Although an immediate solution would be great, it seems like an immediate solution was anticipated a long time ago as not likely. I say that not to criticize how anyone is handling this, but only to point out that the decision was made to warn everyone long in advance. Years in advance, in fact. First in press releases, articles, and videos like the ones davescem posted. The first link in his reply was originally posted over two years ago. Naturally, many of us who saw those went “yeah yeah, I’ll deal to it later,” including myself. As noted earlier, Adobe kept supporting Type 1 even after others such as Microsoft dropped support. 

 

Then Adobe became more proactive and put brightly colored pop-up alerts up in Photoshop, InDesign, and others, warning that Type 1 font support was going away. I’ve been seeing those warnings for months, until the versions finally came that dropped the support.

 

So it isn’t like this just happened without warning. We were all given a years-long lead time, and many of us, again including myself, over those years have not yet fully taken action. It is a definite inconvenience, and an immediate solution would have been great, but the one thing we can’t say is that no one warned us.

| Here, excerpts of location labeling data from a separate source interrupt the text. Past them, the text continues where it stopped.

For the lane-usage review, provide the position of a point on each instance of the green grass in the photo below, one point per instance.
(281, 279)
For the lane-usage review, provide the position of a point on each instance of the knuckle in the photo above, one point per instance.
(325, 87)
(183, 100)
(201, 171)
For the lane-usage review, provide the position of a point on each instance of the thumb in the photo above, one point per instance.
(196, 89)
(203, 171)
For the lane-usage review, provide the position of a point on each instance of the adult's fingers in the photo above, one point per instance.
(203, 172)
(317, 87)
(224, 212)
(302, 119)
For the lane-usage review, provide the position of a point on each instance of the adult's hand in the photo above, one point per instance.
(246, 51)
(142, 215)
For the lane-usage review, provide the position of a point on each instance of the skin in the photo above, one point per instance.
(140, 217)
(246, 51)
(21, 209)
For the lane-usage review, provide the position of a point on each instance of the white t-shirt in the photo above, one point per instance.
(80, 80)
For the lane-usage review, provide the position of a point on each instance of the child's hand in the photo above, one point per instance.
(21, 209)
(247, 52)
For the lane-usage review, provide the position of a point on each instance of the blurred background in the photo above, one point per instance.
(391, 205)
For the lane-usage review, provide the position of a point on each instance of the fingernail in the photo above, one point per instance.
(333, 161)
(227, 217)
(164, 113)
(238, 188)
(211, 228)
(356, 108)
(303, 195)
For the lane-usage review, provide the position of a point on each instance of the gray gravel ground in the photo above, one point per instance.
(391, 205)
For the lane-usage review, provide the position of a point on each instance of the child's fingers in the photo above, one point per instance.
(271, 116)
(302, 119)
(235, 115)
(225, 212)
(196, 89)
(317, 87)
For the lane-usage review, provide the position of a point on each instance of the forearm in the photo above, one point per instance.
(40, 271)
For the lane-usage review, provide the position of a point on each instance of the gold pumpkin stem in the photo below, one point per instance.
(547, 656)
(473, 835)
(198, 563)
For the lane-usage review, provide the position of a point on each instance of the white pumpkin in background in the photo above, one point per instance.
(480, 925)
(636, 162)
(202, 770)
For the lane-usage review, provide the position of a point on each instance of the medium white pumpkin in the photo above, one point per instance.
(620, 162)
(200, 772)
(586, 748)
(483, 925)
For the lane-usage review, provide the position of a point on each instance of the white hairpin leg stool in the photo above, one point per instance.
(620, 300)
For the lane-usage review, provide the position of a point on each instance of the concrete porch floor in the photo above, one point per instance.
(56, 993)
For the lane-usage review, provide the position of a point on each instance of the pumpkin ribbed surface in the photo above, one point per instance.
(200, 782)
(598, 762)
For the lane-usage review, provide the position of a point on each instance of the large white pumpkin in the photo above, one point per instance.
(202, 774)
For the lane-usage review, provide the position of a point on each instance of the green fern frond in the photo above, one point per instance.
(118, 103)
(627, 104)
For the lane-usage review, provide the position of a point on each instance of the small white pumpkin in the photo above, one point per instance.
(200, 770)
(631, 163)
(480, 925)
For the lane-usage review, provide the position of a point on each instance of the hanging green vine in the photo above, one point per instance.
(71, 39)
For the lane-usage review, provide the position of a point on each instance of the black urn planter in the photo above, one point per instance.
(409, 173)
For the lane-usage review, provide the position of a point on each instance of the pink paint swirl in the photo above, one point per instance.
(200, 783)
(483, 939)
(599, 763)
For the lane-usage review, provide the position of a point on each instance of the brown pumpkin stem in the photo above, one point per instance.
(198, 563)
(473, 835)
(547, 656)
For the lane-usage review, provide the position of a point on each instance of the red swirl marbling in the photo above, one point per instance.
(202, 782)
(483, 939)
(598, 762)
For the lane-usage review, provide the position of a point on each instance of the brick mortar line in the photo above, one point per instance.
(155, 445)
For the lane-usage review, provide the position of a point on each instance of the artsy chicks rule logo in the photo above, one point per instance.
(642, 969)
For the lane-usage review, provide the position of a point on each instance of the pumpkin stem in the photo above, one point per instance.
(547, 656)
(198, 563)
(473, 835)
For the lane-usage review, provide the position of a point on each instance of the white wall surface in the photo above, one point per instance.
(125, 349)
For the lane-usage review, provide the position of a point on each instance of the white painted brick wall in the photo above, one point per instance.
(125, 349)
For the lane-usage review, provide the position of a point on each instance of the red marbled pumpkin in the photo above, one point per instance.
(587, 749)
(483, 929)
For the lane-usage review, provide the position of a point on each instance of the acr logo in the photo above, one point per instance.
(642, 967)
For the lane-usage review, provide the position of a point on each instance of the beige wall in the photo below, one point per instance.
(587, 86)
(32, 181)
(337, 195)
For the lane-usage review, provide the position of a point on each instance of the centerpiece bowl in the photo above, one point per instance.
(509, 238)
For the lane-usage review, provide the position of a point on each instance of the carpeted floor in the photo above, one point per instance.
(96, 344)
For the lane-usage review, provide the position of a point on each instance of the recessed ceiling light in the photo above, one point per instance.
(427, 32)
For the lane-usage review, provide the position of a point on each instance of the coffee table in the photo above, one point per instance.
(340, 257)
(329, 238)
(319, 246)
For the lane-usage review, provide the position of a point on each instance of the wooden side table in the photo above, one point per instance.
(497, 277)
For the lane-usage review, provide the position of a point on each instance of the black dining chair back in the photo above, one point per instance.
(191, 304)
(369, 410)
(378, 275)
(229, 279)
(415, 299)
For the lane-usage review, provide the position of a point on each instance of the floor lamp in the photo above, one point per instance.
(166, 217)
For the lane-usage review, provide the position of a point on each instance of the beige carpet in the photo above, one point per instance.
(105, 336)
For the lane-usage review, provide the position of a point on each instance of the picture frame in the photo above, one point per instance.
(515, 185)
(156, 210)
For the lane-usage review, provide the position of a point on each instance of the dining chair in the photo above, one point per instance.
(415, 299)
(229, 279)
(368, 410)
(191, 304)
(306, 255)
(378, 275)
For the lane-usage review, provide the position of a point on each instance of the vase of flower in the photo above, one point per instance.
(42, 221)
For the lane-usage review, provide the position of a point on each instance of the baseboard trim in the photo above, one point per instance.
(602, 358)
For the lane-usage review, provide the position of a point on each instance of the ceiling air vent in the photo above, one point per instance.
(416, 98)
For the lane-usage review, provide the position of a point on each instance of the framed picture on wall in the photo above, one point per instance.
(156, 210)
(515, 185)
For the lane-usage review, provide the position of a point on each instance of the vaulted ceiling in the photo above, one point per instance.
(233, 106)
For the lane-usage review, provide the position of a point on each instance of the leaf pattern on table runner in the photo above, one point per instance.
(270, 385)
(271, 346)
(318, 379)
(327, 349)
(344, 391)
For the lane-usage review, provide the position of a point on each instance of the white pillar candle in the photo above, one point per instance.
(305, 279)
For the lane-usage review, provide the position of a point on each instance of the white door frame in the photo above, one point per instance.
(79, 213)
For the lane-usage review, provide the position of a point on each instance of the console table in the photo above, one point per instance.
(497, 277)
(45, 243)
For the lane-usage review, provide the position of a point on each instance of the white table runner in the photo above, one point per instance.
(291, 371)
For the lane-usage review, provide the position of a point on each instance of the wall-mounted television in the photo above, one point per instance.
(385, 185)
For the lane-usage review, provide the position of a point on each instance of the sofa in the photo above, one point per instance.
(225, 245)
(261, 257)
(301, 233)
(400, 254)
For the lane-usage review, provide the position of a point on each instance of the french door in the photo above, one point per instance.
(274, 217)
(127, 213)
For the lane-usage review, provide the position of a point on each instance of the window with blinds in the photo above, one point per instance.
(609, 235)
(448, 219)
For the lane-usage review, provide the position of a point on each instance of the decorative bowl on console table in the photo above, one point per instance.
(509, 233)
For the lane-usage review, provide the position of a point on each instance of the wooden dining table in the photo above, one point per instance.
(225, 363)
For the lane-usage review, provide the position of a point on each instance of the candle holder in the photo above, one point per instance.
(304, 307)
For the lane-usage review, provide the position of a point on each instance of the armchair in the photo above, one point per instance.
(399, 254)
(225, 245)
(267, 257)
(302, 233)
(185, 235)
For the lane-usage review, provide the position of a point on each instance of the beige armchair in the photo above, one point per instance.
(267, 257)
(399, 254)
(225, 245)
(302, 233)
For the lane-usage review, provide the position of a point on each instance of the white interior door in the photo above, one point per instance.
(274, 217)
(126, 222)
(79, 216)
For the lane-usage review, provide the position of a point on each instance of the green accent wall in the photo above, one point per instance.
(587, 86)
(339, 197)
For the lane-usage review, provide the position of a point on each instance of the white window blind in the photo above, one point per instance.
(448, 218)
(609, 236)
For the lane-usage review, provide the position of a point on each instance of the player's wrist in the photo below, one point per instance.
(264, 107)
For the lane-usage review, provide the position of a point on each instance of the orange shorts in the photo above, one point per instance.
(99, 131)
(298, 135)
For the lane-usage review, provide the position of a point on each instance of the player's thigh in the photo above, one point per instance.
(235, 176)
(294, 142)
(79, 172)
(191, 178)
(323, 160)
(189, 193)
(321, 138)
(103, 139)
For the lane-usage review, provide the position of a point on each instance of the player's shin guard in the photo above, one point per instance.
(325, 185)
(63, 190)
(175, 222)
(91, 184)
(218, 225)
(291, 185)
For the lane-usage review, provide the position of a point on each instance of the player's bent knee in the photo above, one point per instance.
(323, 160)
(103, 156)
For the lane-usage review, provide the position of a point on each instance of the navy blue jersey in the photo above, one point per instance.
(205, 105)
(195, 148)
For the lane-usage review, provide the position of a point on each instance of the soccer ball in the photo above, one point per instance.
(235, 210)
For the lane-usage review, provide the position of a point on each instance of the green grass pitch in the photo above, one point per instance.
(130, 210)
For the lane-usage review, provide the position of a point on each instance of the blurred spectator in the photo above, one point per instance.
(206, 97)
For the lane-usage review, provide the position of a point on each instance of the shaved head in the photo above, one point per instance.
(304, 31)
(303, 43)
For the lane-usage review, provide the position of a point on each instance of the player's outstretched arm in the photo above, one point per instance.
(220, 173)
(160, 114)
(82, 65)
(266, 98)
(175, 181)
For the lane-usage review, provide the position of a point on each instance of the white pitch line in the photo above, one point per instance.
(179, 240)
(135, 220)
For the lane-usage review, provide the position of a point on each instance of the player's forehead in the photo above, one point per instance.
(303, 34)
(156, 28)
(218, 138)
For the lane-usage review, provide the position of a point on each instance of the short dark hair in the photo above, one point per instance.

We were warned, starting several years ago, so that an immediate solution would not be necessary for those who took action at that time.

 

Also note that Apple itself no longer guarantees Type 1 fonts will work in the current version of macOS. In the Apple support article Install or Remove Fonts on Your Mac, Apple does not list Type 1 fonts as a format it “supports,” only saying Type 1 fonts “might work but aren’t recommended”:

quote

Legacy suitcase TrueType fonts and PostScript Type 1 LWFN fonts might work but aren't recommended.

 

It is a lot like how large numbers of Mac applications stopped running on macOS 11 and later. Apple warned everyone years in advance that they were going to make radical changes to macOS and put up warnings when we ran software that was not compliant with upcoming requirements. We kept running them anyway, because major application upgrades cost money, and when the day came that Apple released the version that cut off non-compliant old versions, a lot of people complained about not being able to use what they paid for. Even though Apple had been warning us for years in advance.

 

I guess it’s just human nature to think that what we have will always be there and always work. But that is not always a realistic expectation, even in the non-digital world.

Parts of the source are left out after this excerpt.